Further soiling the reputation of the event, Mariem Alaoui Selsouli, one of the leading contenders for 1500m gold in London courtesy of a 3:56.15 clocking, failed a drugs test for a diuretic in July and has been suspended. Being her second offence, the Moroccan now faces a lifetime ban.
Selsouli was, thankfully, not in the Olympics. But Tatyana Tomashova toed the line in the 1500m final on Friday. The Russian placed runner-up to Kelly Holmes in the 2004 Olympic 1500m final and has won two world titles at 1500m, but she had all her results from 2007 and 2008 annulled for attempted tampering of a drugs sample and returned from a ban in April last year.
Hopefully the medallists from Friday’s final in London are clean, but if any positive tests emerge, then Tomashova will step on to the podium as she finished fourth in the race behind the Turkish runners and third-placed Maryam Yusuf Jamal of Bahrain.
British athletes Lisa Dobriskey and Laura Weightman brought up the back of the field in the final.
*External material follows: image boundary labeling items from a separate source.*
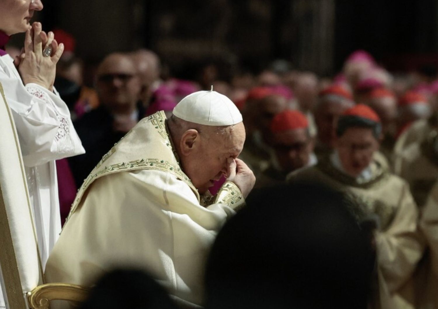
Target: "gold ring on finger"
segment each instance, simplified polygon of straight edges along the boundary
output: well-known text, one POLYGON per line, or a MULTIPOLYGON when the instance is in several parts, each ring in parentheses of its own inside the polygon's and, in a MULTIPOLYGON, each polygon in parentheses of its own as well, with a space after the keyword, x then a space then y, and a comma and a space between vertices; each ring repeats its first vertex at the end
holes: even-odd
POLYGON ((52 54, 52 50, 53 50, 53 49, 50 45, 46 46, 46 48, 42 51, 42 56, 44 57, 50 57, 50 55, 52 54))

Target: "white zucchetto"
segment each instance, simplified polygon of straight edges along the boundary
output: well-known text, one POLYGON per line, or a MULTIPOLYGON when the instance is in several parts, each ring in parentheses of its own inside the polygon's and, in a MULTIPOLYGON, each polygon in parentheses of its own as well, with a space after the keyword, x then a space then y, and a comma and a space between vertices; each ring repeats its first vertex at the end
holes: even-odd
POLYGON ((212 90, 189 94, 177 104, 173 114, 183 120, 206 125, 232 125, 242 121, 231 100, 212 90))

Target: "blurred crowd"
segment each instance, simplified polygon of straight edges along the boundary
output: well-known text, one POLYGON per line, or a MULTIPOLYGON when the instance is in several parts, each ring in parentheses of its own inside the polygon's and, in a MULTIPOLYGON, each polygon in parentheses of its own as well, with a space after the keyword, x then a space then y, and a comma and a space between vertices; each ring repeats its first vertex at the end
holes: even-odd
POLYGON ((360 200, 350 210, 372 235, 373 308, 438 306, 436 69, 394 74, 358 50, 332 76, 277 60, 225 78, 212 62, 188 80, 173 76, 165 59, 147 49, 112 53, 87 67, 71 35, 54 32, 65 46, 55 86, 86 151, 57 162, 63 220, 84 180, 140 119, 161 110, 170 115, 186 95, 212 87, 242 113, 247 138, 239 157, 256 187, 318 181, 360 200))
Yet rather than maintain an honourable silence, Dobriskey spoke her mind on the matter.
She told BBC Radio 5 Live: “I’ll probably get into trouble for saying this but I don’t believe I’m competing on a level playing field.”
Dobriskey has experienced heartbreak in the past when she finished fourth in the 1500m at the 2010 European Championships behind French silver medallist Hind Dehiba, who was arrested in 2007 when vials of human growth hormone were found in her luggage at an airport.
Dehiba, who was subsequently banned for two years after testing positive for the banned blood-booster EPO, was just one of three runners in the 2010 European final who had served doping suspensions.
More recently it emerged that Ukraine’s Nataliya Tobias – who finished one place ahead of Dobriskey to take bronze at the 2008 Games – tested positive at last year’s World Championships.
It is a depressing scenario to consider and it follows in the footsteps of a men’s 1500m final at the London Olympics that was diplomatically described by TV commentators and writers as “surprising”. Taoufik Makhloufi of Algeria has come from virtually nowhere in 2012 to win the men’s metric mile title, with considerable ease.
Like the Turkish athletes in the women’s 1500m, he has not failed a test, but when previously unknown athletes win with such ease it is only natural that ex-athletes and observers are left scratching their heads. And of course his victory follows that of Rashid Ramzi, the Moroccan-Bahraini athlete, who finished first in the 2008 Olympic 1500m final but was later banned for doping and had his result annulled.
There was a moment after the men’s 1500m final in London when the BBC cameras span around to show Seb Coe and Sir Roger Bannister – and one can only wonder what the two legends of the mile were thinking. This has been a magnificent Olympic Games, but it’s fair to say the 1500m races aren’t exactly the highlight for many.